Novel brings to life struggles of ranching families

— In a book that peels back the fibers of life's simplistic yet tantalizing ways, Laura Pritchett gives birth to the true expression of families drawn together through their Colorado ranches.

For the 30-year-old author and student at Purdue University, Pritchett struggles every day with changing diapers, feeding babies and writing her second fiction novel at her home outside of Fort Collins.

"Hell's Bottom, Colorado" connects its characters in a non-physical way. But with a helpful family tree in the beginning of the book in which to refer, readers can get a glimpse of a family torn apart by death and changes but sewn together by blood.

"(The book is) all unconnected stories but they were just put together," Pritchett said.

As a graduate literature student at Colorado State University, Pritchett finished a series of short stories (not necessarily connected in any way) in her early 20s, and when a publisher suggested she push them all together to create a book, she did.

But it wasn't until she moved out of Colorado and to Minnesota that she felt she could really describe and feel the lifestyle of a family dispersed through Colorado ranches.

"I got advice to differentiate the voices more or link them to the family," Pritchett said. New stories were written, other stories were cut and the whole was revised at her parent's cabin at Howelsen Hill in Steamboat Springs one summer.

"It was a struggle and a learning experience," Pritchett said during a phone interview. "I would start out with a comprehensive idea. I was just sitting around writing."

Pritchett grew up on a small cattle ranch where life and death are common occurrences. Although the West is filled with legendary tales and myths, Pritchett said she wanted to be truthfully representative of the lifestyle.

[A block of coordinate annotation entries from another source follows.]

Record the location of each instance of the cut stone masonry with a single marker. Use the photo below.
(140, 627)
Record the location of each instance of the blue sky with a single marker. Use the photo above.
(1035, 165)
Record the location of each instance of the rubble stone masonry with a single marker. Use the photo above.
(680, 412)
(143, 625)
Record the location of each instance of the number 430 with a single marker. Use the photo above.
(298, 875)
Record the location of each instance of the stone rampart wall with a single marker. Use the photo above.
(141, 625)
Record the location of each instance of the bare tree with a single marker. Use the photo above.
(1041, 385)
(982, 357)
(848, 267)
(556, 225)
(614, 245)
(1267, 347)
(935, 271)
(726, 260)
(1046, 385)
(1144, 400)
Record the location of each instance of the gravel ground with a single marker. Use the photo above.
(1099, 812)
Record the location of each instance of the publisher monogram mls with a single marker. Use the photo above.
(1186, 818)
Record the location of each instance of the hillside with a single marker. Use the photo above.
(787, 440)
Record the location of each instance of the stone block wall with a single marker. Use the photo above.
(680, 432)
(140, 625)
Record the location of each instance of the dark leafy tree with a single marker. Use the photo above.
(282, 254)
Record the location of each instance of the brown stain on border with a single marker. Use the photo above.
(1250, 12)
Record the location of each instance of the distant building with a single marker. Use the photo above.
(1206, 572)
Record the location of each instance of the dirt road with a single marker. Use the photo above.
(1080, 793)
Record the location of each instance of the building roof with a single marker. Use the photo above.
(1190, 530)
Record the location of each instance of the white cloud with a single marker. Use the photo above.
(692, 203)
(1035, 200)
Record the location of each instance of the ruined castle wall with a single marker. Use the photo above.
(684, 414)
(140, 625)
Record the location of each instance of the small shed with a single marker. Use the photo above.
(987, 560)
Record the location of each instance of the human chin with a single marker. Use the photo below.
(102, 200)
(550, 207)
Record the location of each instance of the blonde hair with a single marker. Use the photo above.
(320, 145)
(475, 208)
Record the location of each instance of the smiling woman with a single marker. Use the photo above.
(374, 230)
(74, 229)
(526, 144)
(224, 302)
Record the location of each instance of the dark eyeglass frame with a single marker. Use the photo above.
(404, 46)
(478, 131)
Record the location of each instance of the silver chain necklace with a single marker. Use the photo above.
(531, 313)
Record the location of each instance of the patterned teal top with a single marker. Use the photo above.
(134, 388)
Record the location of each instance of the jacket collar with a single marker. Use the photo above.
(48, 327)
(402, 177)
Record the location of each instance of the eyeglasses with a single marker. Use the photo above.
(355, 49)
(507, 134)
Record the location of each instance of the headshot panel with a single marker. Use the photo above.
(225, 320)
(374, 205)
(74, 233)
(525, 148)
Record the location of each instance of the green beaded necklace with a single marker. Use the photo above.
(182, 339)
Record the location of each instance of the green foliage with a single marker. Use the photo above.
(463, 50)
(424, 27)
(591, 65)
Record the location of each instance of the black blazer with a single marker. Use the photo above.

"I just try to capture that realistically," Pritchett said of the fiction novel.

Although the characters and the story line are all fictitious, Pritchett said there is a small piece of her in all the characters.

"There's a good mix of me, others and pure fiction," Pritchett said.

Being a mother of two, a wife, a student and a writer may be overwhelming for Pritchett, but it has given the gift of insight and compassion.

Rediscovering the world through a child's eyes couldn't be truer for the student author. Having babies has changed her entire outlook, she said.

But none of these distractions has kept her away from the word processor. Pritchett has begun writing a new novel about a poor, young, single mother growing up in rural Colorado.

Currently, Pritchett is a doctorate student at Purdue University studying contemporary American literature.